Al contratar un seguro para mascotas, uno de los conceptos que más confusión genera es el periodo de carencia. Muchas personas descubren su existencia cuando ya han contratado el seguro y necesitan usarlo.
En este artículo te explicamos qué es el periodo de carencia en los seguros para mascotas, por qué existe y cómo puede afectar realmente a la cobertura de tu perro o gato.
¿Qué es el periodo de carencia en un seguro para mascotas?
El periodo de carencia es el tiempo que transcurre desde que contratas el seguro hasta que puedes utilizar determinadas coberturas.
Durante ese periodo:
- Estás pagando el seguro
- La póliza está activa
- Pero no todas las coberturas se aplican todavía
Es una práctica habitual en la mayoría de seguros para animales.
¿Por qué los seguros aplican periodos de carencia?
El objetivo principal es evitar contrataciones oportunistas, es decir:
- Contratar un seguro cuando la mascota ya está enferma
- Usarlo inmediatamente
- Cancelarlo después
El periodo de carencia protege a las aseguradoras frente a este tipo de situaciones y permite mantener primas más estables.
¿Qué coberturas suelen tener carencia?
El periodo de carencia no suele ser igual para todas las coberturas. Las más habituales son:
Asistencia veterinaria por enfermedad
Suele tener carencias más largas, ya que es donde se concentran la mayoría de gastos.
Intervenciones quirúrgicas
Especialmente cirugías complejas o no urgentes.
Hospitalización y pruebas diagnósticas
En algunos seguros, estas coberturas también están sujetas a carencia.
¿Hay coberturas sin periodo de carencia?
En muchos casos, sí.
Habitualmente no tienen carencia:
- Accidentes
- Responsabilidad civil
- Asistencia urgente por accidente
Esto significa que, si ocurre un accidente poco después de contratar el seguro, podría estar cubierto, aunque otras coberturas aún no lo estén.
¿Cuánto dura el periodo de carencia?
No existe una duración única.
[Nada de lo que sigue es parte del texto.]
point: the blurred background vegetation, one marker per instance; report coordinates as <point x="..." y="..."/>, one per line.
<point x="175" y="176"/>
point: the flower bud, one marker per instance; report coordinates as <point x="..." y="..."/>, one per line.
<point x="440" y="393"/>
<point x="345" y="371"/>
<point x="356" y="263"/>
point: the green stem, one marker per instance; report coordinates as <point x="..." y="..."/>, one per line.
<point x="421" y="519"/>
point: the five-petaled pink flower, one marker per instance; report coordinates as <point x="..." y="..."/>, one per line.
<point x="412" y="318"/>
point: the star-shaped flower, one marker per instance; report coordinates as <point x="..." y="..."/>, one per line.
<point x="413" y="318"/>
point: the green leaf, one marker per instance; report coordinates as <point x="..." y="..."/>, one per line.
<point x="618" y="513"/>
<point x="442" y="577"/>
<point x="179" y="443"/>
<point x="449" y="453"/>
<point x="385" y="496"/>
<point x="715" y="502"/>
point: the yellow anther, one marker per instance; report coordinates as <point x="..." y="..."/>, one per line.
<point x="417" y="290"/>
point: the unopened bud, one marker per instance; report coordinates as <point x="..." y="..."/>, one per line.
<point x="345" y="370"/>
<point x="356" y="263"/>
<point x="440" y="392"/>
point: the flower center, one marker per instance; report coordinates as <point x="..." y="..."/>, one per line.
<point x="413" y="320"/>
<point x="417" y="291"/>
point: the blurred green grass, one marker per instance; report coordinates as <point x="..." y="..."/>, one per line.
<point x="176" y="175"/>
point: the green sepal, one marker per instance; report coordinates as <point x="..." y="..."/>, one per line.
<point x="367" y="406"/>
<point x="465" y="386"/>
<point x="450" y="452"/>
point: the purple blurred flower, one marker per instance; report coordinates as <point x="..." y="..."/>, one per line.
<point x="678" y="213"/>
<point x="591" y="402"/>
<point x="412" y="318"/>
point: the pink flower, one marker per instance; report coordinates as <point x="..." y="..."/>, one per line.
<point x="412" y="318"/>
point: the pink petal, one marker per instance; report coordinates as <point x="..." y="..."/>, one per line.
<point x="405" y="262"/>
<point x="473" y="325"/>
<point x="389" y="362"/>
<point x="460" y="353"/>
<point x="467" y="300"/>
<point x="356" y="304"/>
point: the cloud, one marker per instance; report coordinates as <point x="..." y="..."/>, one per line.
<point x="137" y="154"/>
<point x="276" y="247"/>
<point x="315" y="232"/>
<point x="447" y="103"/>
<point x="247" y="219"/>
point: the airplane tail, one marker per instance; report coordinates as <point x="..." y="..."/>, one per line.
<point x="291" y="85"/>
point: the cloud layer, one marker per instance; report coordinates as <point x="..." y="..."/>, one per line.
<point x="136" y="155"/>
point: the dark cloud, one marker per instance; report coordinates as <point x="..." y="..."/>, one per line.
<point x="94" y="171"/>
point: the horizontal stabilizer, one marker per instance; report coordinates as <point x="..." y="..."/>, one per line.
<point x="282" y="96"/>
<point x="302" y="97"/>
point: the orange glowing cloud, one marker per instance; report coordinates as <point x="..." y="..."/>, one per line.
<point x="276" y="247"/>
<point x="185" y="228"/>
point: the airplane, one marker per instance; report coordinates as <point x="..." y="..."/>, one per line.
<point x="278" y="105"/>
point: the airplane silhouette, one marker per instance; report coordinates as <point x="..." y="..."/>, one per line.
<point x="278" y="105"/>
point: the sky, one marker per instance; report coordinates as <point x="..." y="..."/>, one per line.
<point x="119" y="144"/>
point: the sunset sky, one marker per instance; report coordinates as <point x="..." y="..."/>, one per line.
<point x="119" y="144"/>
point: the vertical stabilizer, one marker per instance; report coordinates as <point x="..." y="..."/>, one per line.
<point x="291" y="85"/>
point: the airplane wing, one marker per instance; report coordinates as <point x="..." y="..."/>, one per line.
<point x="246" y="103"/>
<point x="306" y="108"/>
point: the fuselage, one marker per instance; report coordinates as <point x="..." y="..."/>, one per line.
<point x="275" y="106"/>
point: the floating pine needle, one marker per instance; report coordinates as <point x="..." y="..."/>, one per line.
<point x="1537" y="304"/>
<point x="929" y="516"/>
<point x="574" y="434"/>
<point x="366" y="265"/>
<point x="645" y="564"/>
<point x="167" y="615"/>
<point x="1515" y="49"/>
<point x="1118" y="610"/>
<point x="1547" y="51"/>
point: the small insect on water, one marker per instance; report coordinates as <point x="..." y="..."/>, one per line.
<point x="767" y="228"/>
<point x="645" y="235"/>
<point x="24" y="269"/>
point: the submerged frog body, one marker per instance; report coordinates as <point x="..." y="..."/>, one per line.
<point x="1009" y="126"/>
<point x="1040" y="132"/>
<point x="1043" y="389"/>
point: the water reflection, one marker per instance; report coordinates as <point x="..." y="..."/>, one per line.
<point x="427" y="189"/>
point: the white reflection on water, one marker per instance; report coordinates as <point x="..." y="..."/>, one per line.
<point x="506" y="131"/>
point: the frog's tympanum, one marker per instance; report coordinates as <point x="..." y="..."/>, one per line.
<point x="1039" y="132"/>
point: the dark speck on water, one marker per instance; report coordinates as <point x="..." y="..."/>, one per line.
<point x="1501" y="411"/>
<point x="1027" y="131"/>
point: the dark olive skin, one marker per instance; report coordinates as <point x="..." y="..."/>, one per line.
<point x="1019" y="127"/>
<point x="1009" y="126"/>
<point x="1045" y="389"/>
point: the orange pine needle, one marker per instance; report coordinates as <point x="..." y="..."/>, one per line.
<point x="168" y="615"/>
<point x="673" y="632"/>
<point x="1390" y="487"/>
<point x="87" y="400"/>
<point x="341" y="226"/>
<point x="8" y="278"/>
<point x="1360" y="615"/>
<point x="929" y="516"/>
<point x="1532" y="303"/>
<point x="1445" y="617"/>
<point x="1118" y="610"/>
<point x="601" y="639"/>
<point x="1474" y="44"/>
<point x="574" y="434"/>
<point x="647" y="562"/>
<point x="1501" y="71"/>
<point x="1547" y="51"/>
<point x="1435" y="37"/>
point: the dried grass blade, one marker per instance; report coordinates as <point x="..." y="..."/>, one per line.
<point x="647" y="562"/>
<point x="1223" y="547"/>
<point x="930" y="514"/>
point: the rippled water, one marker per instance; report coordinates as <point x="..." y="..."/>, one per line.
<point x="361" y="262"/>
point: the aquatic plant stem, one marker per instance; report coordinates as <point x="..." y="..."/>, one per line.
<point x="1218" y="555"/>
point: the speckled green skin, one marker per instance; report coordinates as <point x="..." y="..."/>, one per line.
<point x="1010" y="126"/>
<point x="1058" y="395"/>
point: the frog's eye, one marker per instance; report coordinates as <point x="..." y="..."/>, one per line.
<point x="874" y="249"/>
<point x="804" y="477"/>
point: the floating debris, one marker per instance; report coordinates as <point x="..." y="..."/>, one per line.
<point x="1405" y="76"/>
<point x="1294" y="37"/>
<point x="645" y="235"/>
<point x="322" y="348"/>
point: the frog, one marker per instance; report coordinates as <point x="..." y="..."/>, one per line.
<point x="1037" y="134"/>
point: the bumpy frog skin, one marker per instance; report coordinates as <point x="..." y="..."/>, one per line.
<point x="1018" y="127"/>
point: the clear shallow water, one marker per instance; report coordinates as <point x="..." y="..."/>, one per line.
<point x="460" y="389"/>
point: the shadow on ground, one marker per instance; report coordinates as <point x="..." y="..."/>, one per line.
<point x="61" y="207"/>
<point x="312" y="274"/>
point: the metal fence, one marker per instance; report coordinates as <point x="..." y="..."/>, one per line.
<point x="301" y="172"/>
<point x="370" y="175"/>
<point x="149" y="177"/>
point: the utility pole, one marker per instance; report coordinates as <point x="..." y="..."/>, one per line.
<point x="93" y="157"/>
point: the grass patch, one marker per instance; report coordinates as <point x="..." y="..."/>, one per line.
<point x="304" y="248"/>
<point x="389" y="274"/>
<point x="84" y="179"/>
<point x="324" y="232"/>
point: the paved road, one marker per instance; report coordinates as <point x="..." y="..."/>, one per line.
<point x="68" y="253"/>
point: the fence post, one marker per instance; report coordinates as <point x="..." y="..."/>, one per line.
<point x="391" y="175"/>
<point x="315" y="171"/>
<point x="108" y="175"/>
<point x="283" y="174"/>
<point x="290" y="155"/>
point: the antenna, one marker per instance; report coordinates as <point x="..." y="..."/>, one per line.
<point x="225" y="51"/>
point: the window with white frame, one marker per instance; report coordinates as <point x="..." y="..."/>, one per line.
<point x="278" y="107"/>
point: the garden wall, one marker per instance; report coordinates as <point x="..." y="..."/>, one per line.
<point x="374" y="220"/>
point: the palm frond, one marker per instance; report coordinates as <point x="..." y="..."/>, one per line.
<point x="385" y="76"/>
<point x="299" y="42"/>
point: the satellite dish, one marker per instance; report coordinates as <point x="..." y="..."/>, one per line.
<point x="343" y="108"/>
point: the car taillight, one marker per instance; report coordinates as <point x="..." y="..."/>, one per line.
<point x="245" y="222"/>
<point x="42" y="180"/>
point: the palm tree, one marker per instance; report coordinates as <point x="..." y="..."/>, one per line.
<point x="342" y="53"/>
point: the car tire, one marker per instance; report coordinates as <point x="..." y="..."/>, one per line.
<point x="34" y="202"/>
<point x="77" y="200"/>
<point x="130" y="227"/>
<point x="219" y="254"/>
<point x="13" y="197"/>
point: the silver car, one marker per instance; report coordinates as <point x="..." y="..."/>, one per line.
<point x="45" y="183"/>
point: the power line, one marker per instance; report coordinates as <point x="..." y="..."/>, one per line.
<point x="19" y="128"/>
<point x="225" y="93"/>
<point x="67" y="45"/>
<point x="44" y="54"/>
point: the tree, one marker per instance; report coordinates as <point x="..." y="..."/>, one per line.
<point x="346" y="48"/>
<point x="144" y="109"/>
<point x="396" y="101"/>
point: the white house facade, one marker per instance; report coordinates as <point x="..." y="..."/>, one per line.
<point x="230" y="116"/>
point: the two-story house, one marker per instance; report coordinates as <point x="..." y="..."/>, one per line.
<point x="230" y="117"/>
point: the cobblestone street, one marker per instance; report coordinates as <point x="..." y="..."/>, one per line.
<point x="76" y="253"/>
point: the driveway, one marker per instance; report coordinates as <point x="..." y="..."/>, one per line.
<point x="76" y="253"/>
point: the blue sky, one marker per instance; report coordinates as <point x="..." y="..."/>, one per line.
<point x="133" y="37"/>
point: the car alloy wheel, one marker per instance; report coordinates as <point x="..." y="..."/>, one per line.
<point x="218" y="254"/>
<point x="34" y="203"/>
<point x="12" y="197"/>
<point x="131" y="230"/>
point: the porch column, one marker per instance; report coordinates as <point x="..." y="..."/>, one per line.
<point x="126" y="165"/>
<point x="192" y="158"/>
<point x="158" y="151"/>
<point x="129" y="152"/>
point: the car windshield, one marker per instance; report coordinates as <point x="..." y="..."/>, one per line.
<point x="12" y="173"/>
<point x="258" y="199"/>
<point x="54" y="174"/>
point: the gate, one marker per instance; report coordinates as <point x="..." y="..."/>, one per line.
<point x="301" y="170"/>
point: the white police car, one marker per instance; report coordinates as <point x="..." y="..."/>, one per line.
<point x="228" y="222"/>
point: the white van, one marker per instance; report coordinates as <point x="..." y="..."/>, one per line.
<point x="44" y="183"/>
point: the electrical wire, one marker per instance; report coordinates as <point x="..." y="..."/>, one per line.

Depende del seguro y del tipo de cobertura.
De forma orientativa:
- Accidentes: pocos días o sin carencia
- Enfermedades: varias semanas
- Cirugías complejas: varios meses
Por eso es importante no asumir que todas las coberturas empiezan desde el primer día.
Cómo afecta realmente el periodo de carencia
No cubre problemas previos
Si tu mascota presenta síntomas o enfermedades antes de contratar el seguro o durante la carencia, normalmente no estarán cubiertos.
No es una solución inmediata
Un seguro para mascotas no sirve para cubrir problemas de salud ya existentes ni urgencias previsibles si se contrata a última hora.
Por eso se recomienda contratarlo cuando la mascota está sana.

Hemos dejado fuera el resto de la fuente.